El corazón hastiado, hasta de la esperanza,
no deseará ya importunar al destino;
prestadme solamente, valles de mi infancia,
un día de asilo para esperar la muerte.
Por aquí la estrecha senda del oscuro valle:
colinas en cuyas faldas penden tupidos bosques
que inclinando su enredada sombra sobre mi cabeza,
me cubren completamente de silencio y paz.
Allá, dos arroyos tapados por el denso verdor
trazan serpenteando los contornos del valle;
en un momento mezclan el agua y su murmullo,
no lejos de su fuente pierden su identidad.
Como ellos la fuente de mis días ha fluido,
ha pasado sin ruido, sin nombre y sin retorno:
mas su agua es limpia, y mi alma turbada
no llegó a reflejar las luces de un gran día.
El frescor de sus lechos, la sombra que la corona,
me atan todo el día a las orillas del arroyo;
como un niño mecido por un canto monótono,
el alma se adormece con el murmullo del agua.
Ahí, protegido por un muro de hierbas,
con un horizonte acotado que a mis ojos basta
y sólo en el verdor quiero elegir mis pasos,
sólo oír el agua, ver sólo los cielos.
Harto estoy de ver, sentir, amar en la vida,
vengo a buscar aún vivo la calma del Leteo;
hermoso sitio, sed la orilla del olvido:
desde ahora solo él será la felicidad.
El corazón reposa y el alma está en silencio,
el rumor lejano del mundo expira al llegar,
como en son remoto que la distancia ensordece,
traído por el viento al oído inseguro.
Desde aquí veo la vida, detrás de una nube,
desvanecerse en mí en las sombras del pasado;
sólo quedó el amor: como una gran imagen
pervive al despertar en un borroso sueño.
Alma, repósate, en esta última morada,
como el viajero, el ánimo pleno de esperanza,
descansa antes de cruzar el umbral de la ciudad,
y respira un momento el perfume de la noche.
Como él, limpiemos de polvo los pies;
el hombre nunca volverá por ese camino:
como él, respiremos al final de la carrera
esa calma precursora de la paz eterna.
Tus días, cortos y oscuros como días de otoño,
declinan cual sombra en las faldas de las colinas;
la amistad te defrauda, la piedad te deja,
y solo, bajas por la senda de las tumbas.
Mas la natura está ahí y te invita y te ama;
échate en su seno para ti siempre abierto;
ante tus cambios la naturaleza es la misma,
y el mismo sol se levanta para ti cada día.

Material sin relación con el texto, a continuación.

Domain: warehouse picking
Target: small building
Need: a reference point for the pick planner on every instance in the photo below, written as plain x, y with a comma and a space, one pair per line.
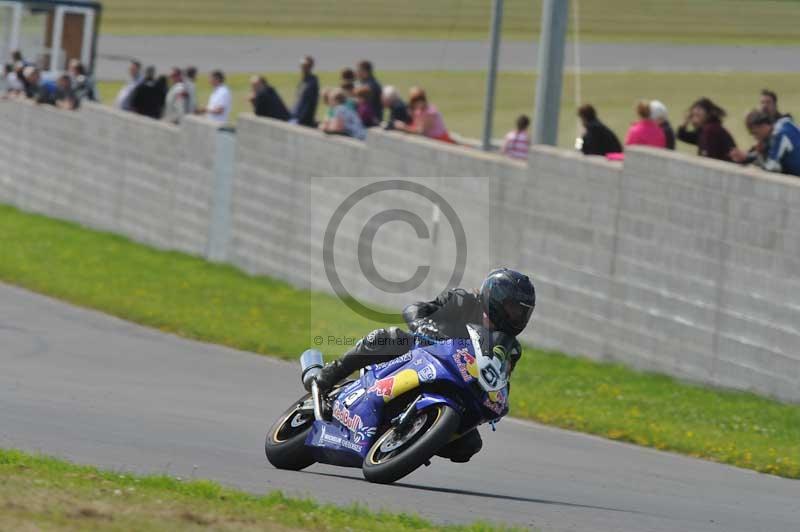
33, 26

De luces y sombras te envuelve todavía:
separa tu amor de los falsos bienes perdidos;
adora aquí el eco adorado por Pitágoras,
con él pon atención a la celeste armonía.
Sigue la luz del cielo, la sombra en la tierra,
en el espacio aéreo vuela con Aquilón,
con los suaves rayos del astro misterioso
deslízate, bosque a través, en la sombra del valle.
Dios, para concebirlo, hizo la inteligencia:
la naturaleza por fin descubre a su autor.
Una voz habla al espíritu en silencio,
¿quién no ha oído esta voz en su corazón?
Alphonse de Lamartine, incluido en Antología de la poesía romántica francesa (Ediciones Cátedra, Madrid, 2000, ed. de Rosa de Diego, trad. de Vicente Bastida).